Secrétaires généraux de mairie : la "promotion interne réservée" va-t-elle être remise en cause ?

Les secrétaires généraux de mairie pourraient finalement ne pas être favorisés en matière de promotion interne, contrairement à l'intention affichée par le Parlement lors du vote, à la fin de l'année dernière, de la loi visant à revaloriser ce métier. Le projet de décret devant mettre en musique le principe pourrait en effet ne pas voir le jour, selon plusieurs sources concordantes contactées par Localtis.

Devant les membres du conseil supérieur de la fonction publique territoriale (CSFPT), qui examinaient en séance plénière, le 13 novembre, le projet de texte réglementaire, la directrice générale des collectivités locales, Cécile Raquin, aurait annoncé vouloir proposer aux ministres concernés de renoncer à sa publication, alors que l'objectif était encore, il y a un mois - au moment de la publication de la circulaire ministérielle relative à la réforme du cadre statutaire applicable aux secrétaires généraux de mairie -, de le publier "d’ici la fin de l’année 2024", afin de le rendre applicable aux "promotions de l’année 2025".

"Promotion au choix"

L'article 7 de la loi, qui est en cause, dispose qu'en matière de promotion interne, le président du centre de gestion (CDG) de la fonction publique territoriale "veille à ce que les listes d'aptitude comprennent une part, fixée par décret, de fonctionnaires exerçant les fonctions de secrétaire général de mairie". Il s'agissait pour le législateur de faire en sorte que les listes d'aptitude à la promotion interne réservent une part des nominations possibles à des fonctionnaires exerçant les fonctions de secrétaire général de mairie (quel que soit leur cadre d'emplois d'appartenance et quelle que soit leur catégorie hiérarchique), explique le gouvernement dans le rapport de présentation du projet de décret.

Ce dernier fixe la part réservée à "au moins un fonctionnaire exerçant les fonctions de secrétaire général de mairie", comme le demandait la Fédération nationale des centres de gestion (FNCDG) au moment des travaux préparatoires. En clair, dans le cadre de la promotion dite "au choix" - qui permet aux bénéficiaires d'accéder à la catégorie supérieure (B ou A) -, chaque liste d'aptitude établie par le président du CDG sur proposition de l'autorité territoriale devrait comprendre au moins un fonctionnaire exerçant les fonctions de secrétaire général de mairie. Selon le projet de décret, l'obligation n'aurait pas lieu de s'appliquer lorsqu'aucun fonctionnaire exerçant les fonctions de secrétaire général de mairie ne réunit les conditions de promotion requises par les statuts particuliers.

"Discrimination positive"

De telles dispositions ont été très mal accueillies par les représentants syndicaux membres du CSFPT. Ceux-ci leur reprochent de mettre sur la touche les quelque 15% de secrétaires généraux qui ne sont pas affiliés à un CDG. De plus, la mesure établirait "une priorité" en faveur des secrétaires généraux de mairie, mais "au détriment des autres agents", comme le déplore Laurent Mateu (Force ouvrière).

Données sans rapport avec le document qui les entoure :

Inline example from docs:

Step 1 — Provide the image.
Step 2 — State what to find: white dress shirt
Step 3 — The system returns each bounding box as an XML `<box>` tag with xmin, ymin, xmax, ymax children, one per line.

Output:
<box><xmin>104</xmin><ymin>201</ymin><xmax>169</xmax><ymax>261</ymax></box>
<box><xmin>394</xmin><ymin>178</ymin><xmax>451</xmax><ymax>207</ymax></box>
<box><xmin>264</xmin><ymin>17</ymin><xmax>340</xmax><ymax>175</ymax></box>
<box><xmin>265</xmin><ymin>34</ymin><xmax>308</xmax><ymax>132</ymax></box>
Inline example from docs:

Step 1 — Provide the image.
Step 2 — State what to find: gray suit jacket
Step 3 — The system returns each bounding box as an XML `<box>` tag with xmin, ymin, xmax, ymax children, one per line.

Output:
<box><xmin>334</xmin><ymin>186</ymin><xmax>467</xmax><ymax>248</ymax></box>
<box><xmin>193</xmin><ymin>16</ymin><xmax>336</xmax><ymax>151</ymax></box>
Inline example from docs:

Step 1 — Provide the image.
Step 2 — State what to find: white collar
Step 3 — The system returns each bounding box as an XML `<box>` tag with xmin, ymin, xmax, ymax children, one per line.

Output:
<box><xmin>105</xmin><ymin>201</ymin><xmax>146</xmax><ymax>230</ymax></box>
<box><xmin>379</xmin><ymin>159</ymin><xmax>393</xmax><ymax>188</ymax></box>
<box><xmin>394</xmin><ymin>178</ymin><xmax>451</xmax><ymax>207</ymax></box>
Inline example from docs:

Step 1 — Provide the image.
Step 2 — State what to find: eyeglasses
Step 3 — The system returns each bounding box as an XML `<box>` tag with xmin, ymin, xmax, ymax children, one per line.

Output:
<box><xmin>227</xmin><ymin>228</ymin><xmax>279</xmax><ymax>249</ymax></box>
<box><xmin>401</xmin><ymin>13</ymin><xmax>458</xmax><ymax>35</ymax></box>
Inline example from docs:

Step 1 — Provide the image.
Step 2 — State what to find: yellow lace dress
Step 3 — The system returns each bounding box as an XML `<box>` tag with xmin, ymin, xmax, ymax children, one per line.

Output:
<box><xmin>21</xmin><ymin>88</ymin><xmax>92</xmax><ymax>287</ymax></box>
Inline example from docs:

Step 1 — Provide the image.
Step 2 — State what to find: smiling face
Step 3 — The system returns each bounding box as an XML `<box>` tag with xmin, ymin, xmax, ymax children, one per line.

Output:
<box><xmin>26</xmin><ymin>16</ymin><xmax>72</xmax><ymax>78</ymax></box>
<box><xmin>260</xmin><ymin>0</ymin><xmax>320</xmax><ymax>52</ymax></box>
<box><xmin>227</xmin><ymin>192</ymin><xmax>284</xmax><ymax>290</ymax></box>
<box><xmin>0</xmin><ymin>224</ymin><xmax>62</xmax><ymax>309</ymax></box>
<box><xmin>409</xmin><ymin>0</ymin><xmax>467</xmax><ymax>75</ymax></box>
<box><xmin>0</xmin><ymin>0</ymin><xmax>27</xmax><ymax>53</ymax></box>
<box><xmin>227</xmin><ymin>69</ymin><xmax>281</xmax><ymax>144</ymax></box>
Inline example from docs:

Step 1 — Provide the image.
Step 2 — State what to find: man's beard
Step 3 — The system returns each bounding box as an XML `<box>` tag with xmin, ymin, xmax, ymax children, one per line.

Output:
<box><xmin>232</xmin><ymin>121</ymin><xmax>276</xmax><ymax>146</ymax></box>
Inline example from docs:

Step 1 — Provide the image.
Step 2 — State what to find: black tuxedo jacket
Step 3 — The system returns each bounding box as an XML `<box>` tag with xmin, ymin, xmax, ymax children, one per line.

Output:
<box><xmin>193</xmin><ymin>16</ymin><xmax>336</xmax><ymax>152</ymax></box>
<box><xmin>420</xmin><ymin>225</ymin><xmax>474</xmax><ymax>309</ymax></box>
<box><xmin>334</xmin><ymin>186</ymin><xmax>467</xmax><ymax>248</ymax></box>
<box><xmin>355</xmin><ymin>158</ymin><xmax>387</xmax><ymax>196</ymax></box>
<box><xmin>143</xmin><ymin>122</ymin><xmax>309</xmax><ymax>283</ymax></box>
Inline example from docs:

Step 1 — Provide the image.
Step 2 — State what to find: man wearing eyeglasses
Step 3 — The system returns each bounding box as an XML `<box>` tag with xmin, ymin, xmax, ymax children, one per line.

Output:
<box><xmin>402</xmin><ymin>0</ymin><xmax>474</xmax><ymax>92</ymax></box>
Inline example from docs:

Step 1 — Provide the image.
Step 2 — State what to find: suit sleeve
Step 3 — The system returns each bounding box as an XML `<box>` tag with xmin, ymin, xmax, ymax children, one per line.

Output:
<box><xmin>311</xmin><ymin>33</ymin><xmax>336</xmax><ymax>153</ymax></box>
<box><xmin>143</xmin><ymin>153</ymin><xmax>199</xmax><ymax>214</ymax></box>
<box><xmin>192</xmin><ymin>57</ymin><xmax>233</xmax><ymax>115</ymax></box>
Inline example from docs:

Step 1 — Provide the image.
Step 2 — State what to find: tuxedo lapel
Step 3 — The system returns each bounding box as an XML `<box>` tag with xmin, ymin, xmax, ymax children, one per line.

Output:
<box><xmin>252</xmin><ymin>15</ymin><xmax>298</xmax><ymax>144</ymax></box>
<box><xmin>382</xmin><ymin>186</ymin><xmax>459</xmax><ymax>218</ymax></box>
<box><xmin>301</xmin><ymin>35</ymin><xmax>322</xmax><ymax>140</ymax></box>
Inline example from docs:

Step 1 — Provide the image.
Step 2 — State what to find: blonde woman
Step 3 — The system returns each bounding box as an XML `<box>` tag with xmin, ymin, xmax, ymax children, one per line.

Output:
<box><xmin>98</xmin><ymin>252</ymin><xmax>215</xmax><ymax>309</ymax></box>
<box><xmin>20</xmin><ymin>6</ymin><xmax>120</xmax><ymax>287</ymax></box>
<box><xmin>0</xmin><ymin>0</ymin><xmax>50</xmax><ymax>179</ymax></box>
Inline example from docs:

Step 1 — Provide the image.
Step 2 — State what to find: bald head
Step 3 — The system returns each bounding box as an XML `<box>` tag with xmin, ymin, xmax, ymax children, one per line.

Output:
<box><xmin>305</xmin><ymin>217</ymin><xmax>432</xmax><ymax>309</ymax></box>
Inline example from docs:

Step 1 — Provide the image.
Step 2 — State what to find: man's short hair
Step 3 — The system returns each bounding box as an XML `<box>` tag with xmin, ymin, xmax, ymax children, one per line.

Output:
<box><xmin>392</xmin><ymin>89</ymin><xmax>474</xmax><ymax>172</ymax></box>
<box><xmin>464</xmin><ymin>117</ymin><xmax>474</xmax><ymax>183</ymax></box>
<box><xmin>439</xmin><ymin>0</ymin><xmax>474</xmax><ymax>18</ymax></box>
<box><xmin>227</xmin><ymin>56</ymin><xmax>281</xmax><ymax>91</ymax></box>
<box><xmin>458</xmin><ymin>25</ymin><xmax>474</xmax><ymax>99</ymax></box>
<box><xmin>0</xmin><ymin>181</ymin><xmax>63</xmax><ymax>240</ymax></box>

En effet, elle s'appliquerait sans création de droits supplémentaires à la promotion interne, laquelle est encadrée par des quotas. La nouvelle règle instaurerait "une forme de discrimination", s'insurge de même Pascal Kessler (FAFP). Pour qui la publication du texte "ouvrirait la boîte de Pandore", avec d'inévitables contentieux. 

Lors des débats en première lecture sur la proposition de loi à l'Assemblée nationale, le gouvernement lui-même avait parlé d'une mesure faisant la part belle à la "discrimination positive". La promotion interne "s’apprécie en principe au regard des qualités et des aptitudes d’un agent, non en fonction des caractéristiques de la filière à laquelle il appartient", critiquait-il encore. Ces arguments avaient convaincu les députés, qui avaient supprimé la disposition litigieuse. Mais, en commission mixte paritaire, députés et sénateurs avaient décidé de la repêcher. 

"Position de sagesse"

Tout en se défendant de vouloir "s'opposer" à l'application d'une disposition prévue par la loi, la FNCDG assure qu'elle a "toujours exprimé de fortes réserves quant à ses effets". Si elle devait être mise en oeuvre, la mesure créerait selon elle des "difficultés et incompréhensions". "Nous ne pouvons que comprendre la position de sagesse exprimée par la DGCL sur le projet de décret", assure donc la fédération.

Le vote unanime des représentants syndicaux membres du CSFPT contre le projet de décret oblige en pratique le gouvernement à présenter ce dernier à nouveau lors de la prochaine séance de l'instance. Mais cela pourrait ne pas se produire, si les ministres concernés - à commencer par celui de la Fonction publique - décident d'arrêter net la préparation du projet de texte.